ROUGH DRAFT authorea.com/6902

# Question #1

A. First, we will put all of the $$S(u_i,u_j)$$ values into an array that keeps track of the two people and their similarity level. If there is $$n$$ people, the number of connections will be on the order of $$n^2$$.

Now, we can use counting sort to sort all of these values from the largest to smallest. To use counting sort, we have to make sure these two assumptions are satisfied first:

1. The values must be an integer (we know this because of how the problem is set up).

2. We must know the range of the numbers.

We can find the range of these numbers in linear time by looking through every single value, and keeping track of the max number (at the time). So, in linear time, we can find the max value. Then, we can use counting sort which also costs linear time, so in total, the time for the sort is $$n^2$$ (to find the max)$$+$$ $$n^2$$(to do the sort) = $$O(n^2)$$. Although it looks like it’s not, the efficiency is still linear.

Now, we take the largest value in our list and place those users into the same group. WE will use a graph data structure ot keep track of which nodes are connected to each other. This data structure will be explained in part b. The runtime for using this data structure is $$O(log^*(n))$$.

So when we find the max value from the list, we put these two values into the same group, and update the data structre. THen, we find the next highest value, and check if they are in the same group. If they are, move on to the next one, and if they aren’t, put them in the same group.

We also have a counter that starts at $$n$$ (number of users), and decrements each time, the two nodes are connected. WE stop once that counter equals $$k$$, because that will mean we have $$k$$ groups. So that means this program runs $$n-k$$ times, before we get $$k$$ groups, and then we can stop.

Runtime:

To sort this last of satisfaction levels: $$O(n^2)$$.

Using the data structure to keep track of which nodes are connected: $$O(log^*n)$$. We need to do this $$n-k$$ times.

Total Runtime: $$O(n^2+(n-k)log^*n) = O(n^2)$$

B. Explanation of the data structure sto keep track of which nodes are connected:

Now to keep track of the users that are in a connected component together, we will use a grpah. INitially, each user will have its own individual node and it will have one edge that points to itself. Then each node will have a rep value. If two nodes ahve the same rep value, it is part of the same connected compoenent. To find a node’s rep value, you have to follow the edges that leave the node, and when you searched all the edges, the node you get to, will be the rep value.

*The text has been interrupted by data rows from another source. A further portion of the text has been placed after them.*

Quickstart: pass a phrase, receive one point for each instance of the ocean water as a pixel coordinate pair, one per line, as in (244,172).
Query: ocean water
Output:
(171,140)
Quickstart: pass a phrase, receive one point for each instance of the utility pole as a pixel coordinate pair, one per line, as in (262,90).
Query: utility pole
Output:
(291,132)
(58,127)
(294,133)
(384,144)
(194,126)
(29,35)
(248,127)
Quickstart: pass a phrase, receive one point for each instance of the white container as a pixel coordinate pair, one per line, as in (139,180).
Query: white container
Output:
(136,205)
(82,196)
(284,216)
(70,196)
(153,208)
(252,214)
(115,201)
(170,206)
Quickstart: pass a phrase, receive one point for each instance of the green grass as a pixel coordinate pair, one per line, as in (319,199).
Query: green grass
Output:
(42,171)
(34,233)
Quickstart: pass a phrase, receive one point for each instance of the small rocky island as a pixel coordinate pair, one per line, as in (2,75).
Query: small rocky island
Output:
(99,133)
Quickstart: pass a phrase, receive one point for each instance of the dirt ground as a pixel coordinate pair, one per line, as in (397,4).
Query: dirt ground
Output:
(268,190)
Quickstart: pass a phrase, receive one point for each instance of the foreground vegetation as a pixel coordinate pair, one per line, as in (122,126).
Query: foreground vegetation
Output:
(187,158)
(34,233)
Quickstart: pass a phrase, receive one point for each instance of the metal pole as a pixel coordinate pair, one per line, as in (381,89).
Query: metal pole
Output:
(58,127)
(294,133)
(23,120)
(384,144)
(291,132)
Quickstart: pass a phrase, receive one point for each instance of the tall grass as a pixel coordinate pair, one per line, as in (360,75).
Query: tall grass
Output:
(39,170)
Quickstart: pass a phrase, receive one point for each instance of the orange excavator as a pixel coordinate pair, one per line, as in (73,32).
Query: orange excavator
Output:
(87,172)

So in the initial case, all the nodes point to themselves, so node A has rep value A. So all the nodes have different rep values, and they all start in their own connected components. Now when you want to join to connected components you take the pointer from one node and point it to the other one.

Example:

If you want to put $$A$$ and $$B$$ in the same component.

Make A’s pointer point to B, instead of itself.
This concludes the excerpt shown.